Victor tried another open door in the hall, and entered a child’s bedroom. It was large but uncluttered, containing a bed, a wardrobe, a small bookshelf and a desk. A candle on the desk cast a soft light. The room showed signs of age and use, and a stale stench pervaded the air. Victor went and pressed his face against the window on the far wall, but could see neither star above nor shape below. He spun around eagerly and grabbed the wooden stool next to the desk, but then noticed a pile of random objects on the floor at the foot of the bed. He put the stool down and sifted through the objects, which included: a short length of rope, a chair leg sharpened to a point, items of tattered clothing, old sheets of paper, two billiard balls, a pair of Ray-Bans, a large video camera and a fireplace poker. Victor smiled as he took the poker in his hand and swung it back and forward with the anticipation of a slugger stepping up to bat. “This will do the trick,” he said. He went to the window, positioned himself side-on and turned his face away. He raised the poker then whipped it backhand against the glass. Instead of a climactic shatter there came only an impotent clink. The poker rebounded and shot a painful vibration through Victor’s wrist; he dropped the poker on the floor. Rubbing his wrist he examined the window, which had sustained not even a scratch. Partly from a desire to escape and partly from wounded pride, Victor took up the poker and gave the window a thrashing. After inflicting fifty vehement lashes, to which the window remained impervious, Victor collapsed in exhaustion. “What the hell?” he complained.

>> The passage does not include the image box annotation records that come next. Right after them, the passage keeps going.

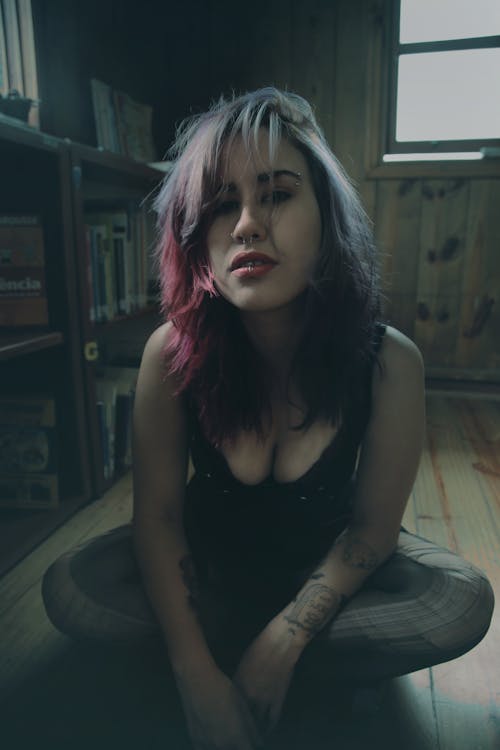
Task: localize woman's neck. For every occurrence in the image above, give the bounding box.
[241,300,304,382]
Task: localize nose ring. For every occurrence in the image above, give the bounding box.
[229,232,259,245]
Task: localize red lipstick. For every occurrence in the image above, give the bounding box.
[229,251,277,279]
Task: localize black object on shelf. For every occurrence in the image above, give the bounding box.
[0,89,38,122]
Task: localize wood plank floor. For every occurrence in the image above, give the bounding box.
[0,393,500,750]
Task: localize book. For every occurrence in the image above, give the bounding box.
[0,214,49,326]
[90,78,124,154]
[114,91,156,162]
[85,204,154,323]
[102,365,139,473]
[0,395,59,509]
[17,0,40,128]
[0,3,10,96]
[2,0,24,95]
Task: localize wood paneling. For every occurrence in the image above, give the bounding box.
[0,394,500,750]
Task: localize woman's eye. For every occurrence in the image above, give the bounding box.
[214,201,238,216]
[262,190,291,206]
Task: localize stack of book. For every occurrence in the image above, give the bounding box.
[0,396,59,509]
[90,78,156,162]
[96,365,139,480]
[85,208,154,323]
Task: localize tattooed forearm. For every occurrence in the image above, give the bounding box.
[285,575,345,640]
[179,555,200,612]
[335,532,380,571]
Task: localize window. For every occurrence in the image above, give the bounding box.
[383,0,500,162]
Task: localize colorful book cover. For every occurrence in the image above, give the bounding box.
[0,396,59,509]
[0,215,49,326]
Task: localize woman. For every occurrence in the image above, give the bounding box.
[44,88,493,750]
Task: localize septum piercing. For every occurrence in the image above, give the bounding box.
[229,232,259,245]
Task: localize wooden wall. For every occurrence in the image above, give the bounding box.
[33,0,500,381]
[200,0,500,381]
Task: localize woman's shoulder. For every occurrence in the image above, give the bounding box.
[139,322,180,390]
[375,325,424,383]
[144,321,173,357]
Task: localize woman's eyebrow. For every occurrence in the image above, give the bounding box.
[221,169,302,193]
[257,169,302,182]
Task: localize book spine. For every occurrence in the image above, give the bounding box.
[0,215,49,326]
[0,4,10,96]
[85,225,97,323]
[17,0,40,128]
[0,396,59,509]
[2,0,24,95]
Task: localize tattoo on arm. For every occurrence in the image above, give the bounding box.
[179,555,200,613]
[335,533,379,571]
[285,584,346,640]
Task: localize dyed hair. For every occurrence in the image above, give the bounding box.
[156,88,379,445]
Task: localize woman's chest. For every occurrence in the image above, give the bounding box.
[221,403,338,485]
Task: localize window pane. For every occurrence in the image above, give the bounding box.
[396,49,500,141]
[399,0,500,44]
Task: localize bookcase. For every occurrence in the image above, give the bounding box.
[71,144,163,496]
[0,118,162,574]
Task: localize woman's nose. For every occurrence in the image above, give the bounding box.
[231,205,267,242]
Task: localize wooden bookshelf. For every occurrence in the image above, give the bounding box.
[0,126,93,573]
[0,331,64,362]
[71,144,165,497]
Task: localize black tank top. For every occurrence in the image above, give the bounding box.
[184,324,385,592]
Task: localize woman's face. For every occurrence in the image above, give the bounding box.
[207,129,321,312]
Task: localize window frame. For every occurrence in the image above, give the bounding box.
[384,0,500,154]
[366,0,500,179]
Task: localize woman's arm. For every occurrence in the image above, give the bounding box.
[133,326,260,750]
[133,326,212,671]
[281,328,425,650]
[235,328,425,724]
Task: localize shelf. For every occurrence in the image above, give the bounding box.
[0,497,85,576]
[92,305,159,333]
[0,331,64,361]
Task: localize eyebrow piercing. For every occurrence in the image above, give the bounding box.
[229,232,259,246]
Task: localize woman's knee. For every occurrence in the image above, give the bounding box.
[42,527,158,640]
[420,561,495,658]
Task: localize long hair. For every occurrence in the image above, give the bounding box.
[156,87,379,445]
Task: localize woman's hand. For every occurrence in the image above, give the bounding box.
[233,616,303,732]
[177,670,262,750]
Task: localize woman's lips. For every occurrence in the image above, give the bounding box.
[229,250,276,273]
[231,261,276,279]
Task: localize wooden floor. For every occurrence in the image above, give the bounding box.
[0,393,500,750]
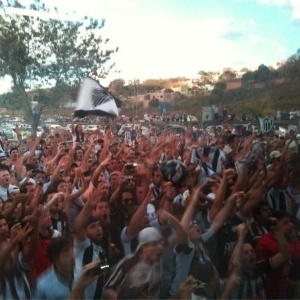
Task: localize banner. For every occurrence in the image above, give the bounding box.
[74,78,121,118]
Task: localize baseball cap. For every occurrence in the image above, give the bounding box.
[270,150,281,159]
[136,227,163,252]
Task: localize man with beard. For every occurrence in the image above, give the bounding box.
[222,219,290,299]
[0,165,12,202]
[35,237,75,299]
[73,182,109,299]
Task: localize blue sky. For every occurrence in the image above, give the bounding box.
[0,0,300,90]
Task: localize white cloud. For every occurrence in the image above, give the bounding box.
[257,0,300,20]
[248,19,255,27]
[250,35,265,44]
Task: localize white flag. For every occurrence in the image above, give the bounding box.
[259,117,274,133]
[74,78,120,118]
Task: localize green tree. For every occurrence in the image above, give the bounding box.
[219,71,236,81]
[281,49,300,80]
[254,64,273,86]
[0,0,118,134]
[212,81,226,97]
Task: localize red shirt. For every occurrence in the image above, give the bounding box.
[255,233,291,299]
[30,237,52,287]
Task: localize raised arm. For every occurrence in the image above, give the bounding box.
[126,189,152,238]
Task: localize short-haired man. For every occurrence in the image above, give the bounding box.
[35,237,75,299]
[0,166,12,202]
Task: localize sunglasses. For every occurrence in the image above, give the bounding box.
[189,220,199,228]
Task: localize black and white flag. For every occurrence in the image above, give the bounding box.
[74,78,121,118]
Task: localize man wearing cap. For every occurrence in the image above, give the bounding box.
[104,227,164,299]
[73,184,108,299]
[266,150,293,214]
[0,166,13,202]
[103,211,187,299]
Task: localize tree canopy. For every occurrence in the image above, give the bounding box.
[0,0,118,134]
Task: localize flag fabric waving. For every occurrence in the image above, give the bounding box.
[74,78,121,118]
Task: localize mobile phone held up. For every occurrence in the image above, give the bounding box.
[90,263,109,276]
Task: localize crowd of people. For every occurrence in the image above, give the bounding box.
[0,116,300,299]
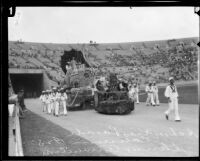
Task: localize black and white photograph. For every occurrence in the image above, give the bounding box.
[6,6,199,157]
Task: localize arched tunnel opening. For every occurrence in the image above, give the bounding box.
[10,73,43,98]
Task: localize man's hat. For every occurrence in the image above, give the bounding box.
[169,77,174,81]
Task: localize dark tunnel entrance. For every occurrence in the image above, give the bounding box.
[10,74,43,98]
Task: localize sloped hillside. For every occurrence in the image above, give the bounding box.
[9,38,198,83]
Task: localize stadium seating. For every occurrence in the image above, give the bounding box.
[9,38,198,83]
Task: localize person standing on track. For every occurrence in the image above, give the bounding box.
[165,77,181,121]
[128,83,139,103]
[60,89,68,116]
[46,90,51,114]
[54,89,61,117]
[145,81,155,106]
[39,91,46,112]
[152,81,160,106]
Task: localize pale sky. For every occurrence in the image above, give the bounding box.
[8,7,199,43]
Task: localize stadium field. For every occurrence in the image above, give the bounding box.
[21,99,199,157]
[140,83,198,104]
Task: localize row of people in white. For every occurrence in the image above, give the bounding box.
[145,81,160,106]
[165,77,181,121]
[40,90,68,116]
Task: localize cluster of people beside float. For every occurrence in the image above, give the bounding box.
[40,88,69,117]
[40,77,181,121]
[95,77,160,106]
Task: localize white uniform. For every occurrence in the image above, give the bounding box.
[45,94,51,114]
[39,94,47,112]
[55,92,61,116]
[152,85,160,105]
[60,93,68,115]
[145,85,155,105]
[49,93,55,114]
[165,85,180,121]
[128,87,139,103]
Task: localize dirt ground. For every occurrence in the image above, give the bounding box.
[21,99,199,157]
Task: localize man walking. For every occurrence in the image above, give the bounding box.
[165,77,181,121]
[152,81,160,106]
[145,81,155,106]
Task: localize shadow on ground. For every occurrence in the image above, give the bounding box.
[20,111,113,156]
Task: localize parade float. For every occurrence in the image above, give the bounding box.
[94,73,134,115]
[61,49,94,110]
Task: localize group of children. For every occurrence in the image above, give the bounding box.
[129,77,181,121]
[40,77,181,121]
[40,88,68,117]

Victor recovered his breath then stood and threw the poker back on the pile where he found it. He looked around the room. Yellowed copies of adventure stories filled the bookshelf, along with some vintage comic books. A few issues of Batman leaned together on the bottom shelf; Victor grabbed one. “Whoa,” he said, looking at the cover, “Batman, nineteen sixty-seven. This could be worth a lot.” He flicked through and saw scrawled across the final page in black marker: ARTHUR IS A BUTT FACE. “Or maybe not,” he said, and put the comic back on the shelf. He blew the dust off a notebook which lay open on the desk, next to some coloured pencils. The open page bore some weird art, comprised of a bunch of blue and green and purple dots. Victor sighed and gave the room a parting look of disappointment.
He decided to try one of the closed doors, the one directly across the hall. Victor opened it, and stood stunned. Thirty young children in drab uniforms sat writing at desks arranged in precise rows. Next to a blackboard at the front of the room, behind a desk whose immensity seemed to serve no purpose besides intimidation, sat a serious man in an equally serious brown woollen suit. He was tall and bald, with a neat moustache and wild eyebrows. With short, heavy strokes of his pen he corrected the essays on his desk. Victor entered the classroom and looked around in wonder; the students continued writing; the teacher looked over his glasses at Victor, sniffed, and then went back to grading papers.
“Well, get on with it Grimes,” said the teacher. “We haven’t got all day.”